Kembali ke film Bohemian Rhapsody, kita melihat Freddie Mercury begitu legendaris tapi matinya gara-gara AIDS; dan itupun baru diakuinya secara publik satu hari sebelum dia mati. Orang memperlakukan dia sebagai selebriti –memang dia selebriti—begitu banyak yang terkagum-kagum kepada dia. Satu lagunya, “We are The Champions”, mengatakan ‘We are the champions … we'll keep on fighting 'til the end … No time for losers …’. Ini ironi. Dia mengatakan ‘tidak ada waktu untuk pecundang’, tapi dia sendiri pecundang, dia sendiri tidak bisa mengalahkan. Kalimat-kalimat itu menyatakan struggle-nya manusia yang mau tampil sebagai juara, yang mau menaklukkan ini dan itu, tetapi yang paling kecil saja, yaitu self-control, tidak ada. Betapa miris. Kalau Saudara bandingkan dengan murid-murid Kristus, bandingkan dengan Kristus sendiri, Saudara mendapati bahwa Kekristenan betul-betul sangat layak untuk dihidupi. Yang lainnya itu, sekali konser ratusan ribu orang bayar begitu mahal, tapi cuma untuk dengar message kayak begitu, yang bahkan penyanyinya sendiri tidak bisa menghidupi; alangkah sia-sianya. Tapi bandingkan dengan Kristus, bandingkan dengan Alkitab, bandingkan dengan Tomas; Tomas saja di dalam ketidakmengertiannya bisa mengantisipasi kematian yang akan mempermuliakan Kristus itu.

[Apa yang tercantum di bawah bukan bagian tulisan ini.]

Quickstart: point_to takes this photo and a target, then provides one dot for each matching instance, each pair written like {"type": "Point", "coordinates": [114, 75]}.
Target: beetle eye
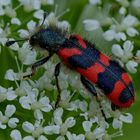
{"type": "Point", "coordinates": [33, 40]}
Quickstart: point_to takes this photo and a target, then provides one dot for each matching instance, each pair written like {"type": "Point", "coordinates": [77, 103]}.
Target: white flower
{"type": "Point", "coordinates": [30, 5]}
{"type": "Point", "coordinates": [15, 21]}
{"type": "Point", "coordinates": [72, 136]}
{"type": "Point", "coordinates": [91, 24]}
{"type": "Point", "coordinates": [59, 127]}
{"type": "Point", "coordinates": [39, 14]}
{"type": "Point", "coordinates": [6, 119]}
{"type": "Point", "coordinates": [26, 55]}
{"type": "Point", "coordinates": [136, 3]}
{"type": "Point", "coordinates": [3, 35]}
{"type": "Point", "coordinates": [31, 25]}
{"type": "Point", "coordinates": [15, 135]}
{"type": "Point", "coordinates": [35, 130]}
{"type": "Point", "coordinates": [120, 118]}
{"type": "Point", "coordinates": [132, 32]}
{"type": "Point", "coordinates": [130, 20]}
{"type": "Point", "coordinates": [97, 133]}
{"type": "Point", "coordinates": [31, 101]}
{"type": "Point", "coordinates": [110, 34]}
{"type": "Point", "coordinates": [122, 10]}
{"type": "Point", "coordinates": [23, 33]}
{"type": "Point", "coordinates": [11, 75]}
{"type": "Point", "coordinates": [125, 53]}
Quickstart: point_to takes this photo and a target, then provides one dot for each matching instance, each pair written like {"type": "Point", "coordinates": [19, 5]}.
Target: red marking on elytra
{"type": "Point", "coordinates": [126, 78]}
{"type": "Point", "coordinates": [92, 72]}
{"type": "Point", "coordinates": [114, 95]}
{"type": "Point", "coordinates": [65, 53]}
{"type": "Point", "coordinates": [104, 59]}
{"type": "Point", "coordinates": [80, 40]}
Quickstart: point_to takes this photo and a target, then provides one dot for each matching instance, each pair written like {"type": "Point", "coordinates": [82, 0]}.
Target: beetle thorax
{"type": "Point", "coordinates": [47, 39]}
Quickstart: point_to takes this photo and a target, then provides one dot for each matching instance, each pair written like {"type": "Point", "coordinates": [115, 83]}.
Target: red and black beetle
{"type": "Point", "coordinates": [94, 67]}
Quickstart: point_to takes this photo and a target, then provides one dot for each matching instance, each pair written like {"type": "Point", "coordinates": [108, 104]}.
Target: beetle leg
{"type": "Point", "coordinates": [114, 107]}
{"type": "Point", "coordinates": [37, 64]}
{"type": "Point", "coordinates": [56, 73]}
{"type": "Point", "coordinates": [91, 88]}
{"type": "Point", "coordinates": [88, 85]}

"Marilah kita pergi juga untuk mati bersama-sama dengan Dia", kalimat ini cuma mungkin dikatakan kalau kita percaya Yesus adalah kebangkitan dan hidup. Kalau kita percaya Yesus adalah kebangkitan dan hidup, kita berani menghadapi kematian. Kalau kita percaya Yesus adalah terang, kita berani menghampiri kegelapan; bukan untuk bersekutu di dalam kegelapan itu melainkan supaya kegelapan itu akhirnya diubah menjadi keadaan terang, karena Yesus ada di sana, dan kita ada bersama dengan Dia.
Kiranya Tuhan memberkati kita semua.